Wild Arabica Coffee Might Be Extinct in 70 Years' Time

Global warming and climate change are the ones to blame

  Wild Arabica coffee could become extinct within the following 70 years
While others are busy investigating how global warming will impact on marine wildlife, a team of specialists working with the Royal Botanic Gardens, UK has recently decided to look into how climate change will affect naturally occurring populations of Arabica coffee plants worldwide.

While others are busy investigating how global warming will impact on marine wildlife, a team of specialists working with the Royal Botanic Gardens, UK has recently decided to look into how climate change will affect naturally occurring populations of Arabica coffee plants worldwide.

Their findings are quite troubling, especially for those who enjoy their daily dose of caffeine: by the end of the century, it is quite likely that wild Arabica coffee will become extinct.

Scientists explain that, unlike other types of coffee plants, Arabica coffee is significantly more climate sensitive, meaning that it has a hard time adjusting to new environmental conditions.

Apparently, this is because Arabicas worldwide have a rather limited genetic stock which makes them more vulnerable to changes in average temperatures and various new pests and diseases, Science News explains.

Commenting on these findings, Justin Moat, presently employed as Head of Spatial Information Science at the Royal Botanic Gardens, UK, stated as follows:

“The worst case scenario, as drawn from our analyses, is that wild Arabica could be extinct by 2080. This should alert decision makers to the fragility of the species.”

Given the fact that Ethiopia is presently listed as Africa's largest coffee producer, these researchers also worry about how deforestations carried out in this country will impact on the local wild Arabica coffee plants and eventually on the global coffee industry.

“Coffee plays an important role in supporting livelihoods and generating income, and has become part of our modern society and culture. The extinction of Arabica coffee is a startling and worrying prospect,” explains Aaron Davis, the head of coffee research at the Royal Botanic Gardens, UK.
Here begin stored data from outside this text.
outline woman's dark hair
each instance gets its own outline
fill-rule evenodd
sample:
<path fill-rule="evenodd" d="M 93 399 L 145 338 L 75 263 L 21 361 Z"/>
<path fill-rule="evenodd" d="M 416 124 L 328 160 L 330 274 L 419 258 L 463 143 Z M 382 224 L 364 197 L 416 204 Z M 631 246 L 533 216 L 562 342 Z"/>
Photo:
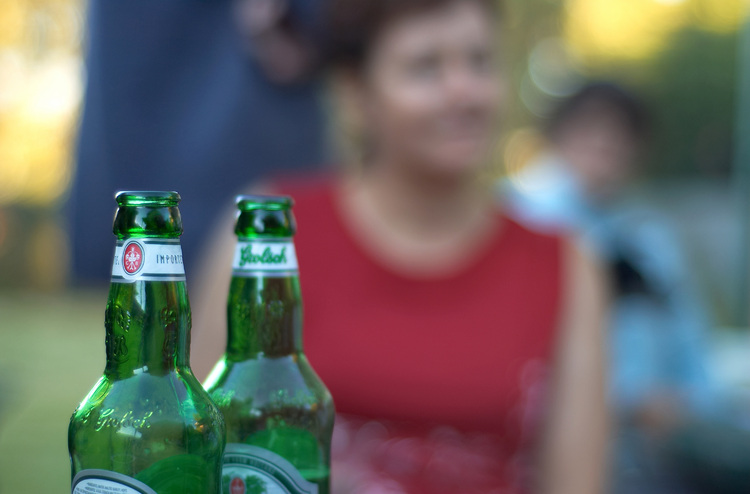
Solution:
<path fill-rule="evenodd" d="M 335 67 L 361 68 L 375 39 L 390 22 L 456 2 L 473 1 L 495 10 L 498 0 L 329 0 L 326 60 Z"/>
<path fill-rule="evenodd" d="M 557 137 L 560 129 L 573 119 L 592 110 L 605 110 L 618 117 L 638 140 L 646 140 L 650 117 L 643 102 L 633 93 L 612 82 L 587 84 L 565 100 L 547 124 L 547 135 Z"/>

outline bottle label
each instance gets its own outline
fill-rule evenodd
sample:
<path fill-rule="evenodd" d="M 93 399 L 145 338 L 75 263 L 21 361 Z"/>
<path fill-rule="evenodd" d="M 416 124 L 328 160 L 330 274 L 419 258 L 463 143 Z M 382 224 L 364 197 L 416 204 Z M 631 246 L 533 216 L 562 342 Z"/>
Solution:
<path fill-rule="evenodd" d="M 234 276 L 297 276 L 297 252 L 289 239 L 237 242 Z"/>
<path fill-rule="evenodd" d="M 73 479 L 72 494 L 156 494 L 152 488 L 107 470 L 81 470 Z"/>
<path fill-rule="evenodd" d="M 308 482 L 281 456 L 257 446 L 227 444 L 221 472 L 222 494 L 317 494 Z"/>
<path fill-rule="evenodd" d="M 180 241 L 150 238 L 118 241 L 112 282 L 135 281 L 185 281 Z"/>

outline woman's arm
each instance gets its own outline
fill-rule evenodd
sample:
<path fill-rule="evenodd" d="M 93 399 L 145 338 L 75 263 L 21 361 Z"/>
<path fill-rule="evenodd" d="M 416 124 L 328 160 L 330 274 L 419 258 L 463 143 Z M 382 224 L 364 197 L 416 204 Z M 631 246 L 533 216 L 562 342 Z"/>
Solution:
<path fill-rule="evenodd" d="M 274 194 L 267 182 L 247 187 L 243 194 Z M 201 253 L 196 290 L 193 292 L 193 330 L 190 366 L 205 381 L 227 346 L 227 297 L 232 281 L 232 260 L 237 237 L 234 234 L 236 209 L 224 211 Z M 193 286 L 193 285 L 191 285 Z"/>
<path fill-rule="evenodd" d="M 563 314 L 542 449 L 543 494 L 599 494 L 608 467 L 604 273 L 572 243 L 563 254 Z"/>
<path fill-rule="evenodd" d="M 195 278 L 192 313 L 191 368 L 203 382 L 224 353 L 227 343 L 227 296 L 232 280 L 232 258 L 236 239 L 234 217 L 226 211 L 212 232 L 212 241 L 202 253 Z"/>

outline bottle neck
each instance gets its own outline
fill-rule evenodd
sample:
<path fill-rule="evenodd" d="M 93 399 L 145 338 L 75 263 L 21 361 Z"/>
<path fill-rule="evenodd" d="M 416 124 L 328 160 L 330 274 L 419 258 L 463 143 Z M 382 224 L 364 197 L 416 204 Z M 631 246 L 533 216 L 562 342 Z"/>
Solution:
<path fill-rule="evenodd" d="M 237 242 L 227 328 L 230 361 L 302 353 L 302 297 L 291 238 Z"/>
<path fill-rule="evenodd" d="M 105 373 L 189 369 L 191 315 L 177 239 L 118 241 L 105 312 Z"/>

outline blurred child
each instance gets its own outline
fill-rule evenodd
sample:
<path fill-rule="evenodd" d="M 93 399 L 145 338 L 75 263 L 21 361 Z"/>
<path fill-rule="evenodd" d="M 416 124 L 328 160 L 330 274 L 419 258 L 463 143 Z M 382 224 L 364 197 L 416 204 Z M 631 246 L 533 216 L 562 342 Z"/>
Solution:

“The scale of the predictions is certainly cause for concern, but should be seen more as a baseline, from which we can more fully assess what actions are required,” he goes on to add.

It is to be expected that studies concerning the impact of climate change and global warming on coffee plantations will soon follow, especially seeing how farmers and industry stakeholders have already drawn attention to the fact that ongoing environmental shifts are “toying” with coffee harvests worldwide.